Ella no respondió. Sabía que Lu’lu tenía razón. Desde Alcántara, Lope la había tratado siguiendo con inflexible obstinación todas las normas de la cortesía, de modo que a ella no le había quedado más remedio que responderle del mismo modo. Sin embargo, con el transcurso de los meses el mismo Lope había empezado a encontrar ridículo el trato formal, de modo que, por tácito acuerdo, habían pasado a evitar todo tratamiento directo. Había sido la única salida que les permitía tratarse con cierta familiaridad, al menos ante los demás, sin que Lope tuviera que renunciar a su reserva.

Hasta entonces habían conseguido ocultar su extraña relación, pues nunca se habían quedado más de tres días en un mismo lugar, pero en este campamento no podrían seguir ocultándola durante mucho tiempo. Aquí los ojos de los vecinos estaban constantemente dirigidos a ellos, aquí estaban bajo observación día y noche, aquí no tardaría en conocerse la verdad.
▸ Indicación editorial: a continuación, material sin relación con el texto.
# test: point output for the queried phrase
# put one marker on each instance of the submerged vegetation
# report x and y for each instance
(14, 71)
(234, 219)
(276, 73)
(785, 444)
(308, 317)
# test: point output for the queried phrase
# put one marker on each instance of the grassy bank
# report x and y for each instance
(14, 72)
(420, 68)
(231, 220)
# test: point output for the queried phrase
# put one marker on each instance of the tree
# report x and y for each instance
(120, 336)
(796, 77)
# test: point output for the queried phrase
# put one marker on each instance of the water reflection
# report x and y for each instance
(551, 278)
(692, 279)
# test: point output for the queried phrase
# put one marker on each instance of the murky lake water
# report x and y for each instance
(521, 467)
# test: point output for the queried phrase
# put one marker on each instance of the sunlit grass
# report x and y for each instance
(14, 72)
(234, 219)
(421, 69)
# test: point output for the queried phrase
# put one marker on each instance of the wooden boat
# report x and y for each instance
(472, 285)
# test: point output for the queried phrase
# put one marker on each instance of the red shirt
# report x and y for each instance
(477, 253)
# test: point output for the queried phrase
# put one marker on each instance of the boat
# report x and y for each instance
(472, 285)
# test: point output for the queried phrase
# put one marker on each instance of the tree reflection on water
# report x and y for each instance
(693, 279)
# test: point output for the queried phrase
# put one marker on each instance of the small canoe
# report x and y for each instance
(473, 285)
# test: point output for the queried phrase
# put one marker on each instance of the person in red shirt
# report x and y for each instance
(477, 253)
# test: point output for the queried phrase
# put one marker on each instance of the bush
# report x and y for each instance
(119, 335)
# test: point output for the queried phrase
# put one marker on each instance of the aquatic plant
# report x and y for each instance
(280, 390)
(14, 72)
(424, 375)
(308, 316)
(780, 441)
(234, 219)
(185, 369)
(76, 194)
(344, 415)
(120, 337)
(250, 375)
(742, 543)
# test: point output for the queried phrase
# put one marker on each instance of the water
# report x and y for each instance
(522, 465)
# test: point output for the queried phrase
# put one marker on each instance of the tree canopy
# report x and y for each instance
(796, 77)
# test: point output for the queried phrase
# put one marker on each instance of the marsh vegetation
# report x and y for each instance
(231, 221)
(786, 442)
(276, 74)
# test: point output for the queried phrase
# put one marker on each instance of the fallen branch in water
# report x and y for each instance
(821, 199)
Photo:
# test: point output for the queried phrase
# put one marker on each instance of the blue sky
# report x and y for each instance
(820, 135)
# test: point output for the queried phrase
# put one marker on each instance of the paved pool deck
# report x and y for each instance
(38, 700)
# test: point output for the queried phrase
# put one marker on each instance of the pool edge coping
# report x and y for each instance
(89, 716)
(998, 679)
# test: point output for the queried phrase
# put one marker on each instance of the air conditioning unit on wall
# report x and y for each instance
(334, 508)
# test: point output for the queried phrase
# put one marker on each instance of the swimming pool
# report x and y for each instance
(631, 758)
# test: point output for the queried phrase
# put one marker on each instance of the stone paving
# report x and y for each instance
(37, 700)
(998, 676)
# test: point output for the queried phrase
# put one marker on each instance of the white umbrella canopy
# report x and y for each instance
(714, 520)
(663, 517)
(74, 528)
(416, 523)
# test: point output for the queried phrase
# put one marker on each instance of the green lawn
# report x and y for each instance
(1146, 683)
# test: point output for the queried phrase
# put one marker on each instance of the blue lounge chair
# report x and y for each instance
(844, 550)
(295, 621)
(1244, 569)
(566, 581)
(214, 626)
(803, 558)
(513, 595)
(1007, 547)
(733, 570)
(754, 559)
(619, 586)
Karima decidió no esperar más y hablar con Lope ese mismo día.

Pero cuando Lope volvió de los establos, Karima volvió a posponer el tema, pues al parecer Lope no estaba del humor adecuado, y luego ella no encontró la ocasión apropiada, y después le faltaban palabras, y finalmente ya fue demasiado tarde, pues llegó desde la puerta el toque de cuerno que habían estado esperando todo el día, y en todos los rincones del campamento los hombres se levantaron de un brinco, cogieron sus armas y se echaron al hombro la silla de montar. Lope también cogió sus cosas. El toque de cuerno era la señal para emprender la mancha.

Karima lo acompañó hasta los establos. Caminó a su lado mientras él llevaba los dos caballos hacia la puerta, donde se habían reunido los jinetes. Vio a los otros hombres despedirse de sus mujeres. Vio cómo las abrazaban y cómo ellas los ayudaban a montar y los acompañaban andando un trecho junto a sus caballos. Vio cómo las mujeres se aferraban a sus hombres entre sollozos y lamentos, como si no quisieran dejarlos manchar. Vio todo aquello y se quedó allí, silenciosa, mientras Lope subía a su caballo. Vio su rostro imperturbable, sus labios apretados. Quiso decirle algo. Quiso decirle que tuviera cuidado, que ella lo estaría esperando, pero no llegó a decir nada. Sintió que se le humedecían los ojos y bajó la mirada, y entonces se dio la señal para partir, y ya fue demasiado tarde.

Vio que Lope se despedía de ella inclinando la cabeza, y Karima le devolvió el saludo mientras lo veía espolear a su caballo. Y sólo en ese momento, cuando él ya estaba casi demasiado lejos, Karima hizo de tripas corazón y corrió tras él, gritando:

—¡Lope! ¡Lope!

Corriendo junto a su caballo, se sacó el trozo de papel de la manga y se lo dio.

Lope lo cogió, y ella creyó ver cómo, de repente, la máscara de dureza caía del rostro de Lope, y vio cómo se sonrojaba. Y antes de que él pudiera volverse, Karima gritó rápidamente:

—¡Vuelve pronto, Lope! ¡No me hagas esperar demasiado!

Karima lo siguió con la mirada hasta que se perdió de vista.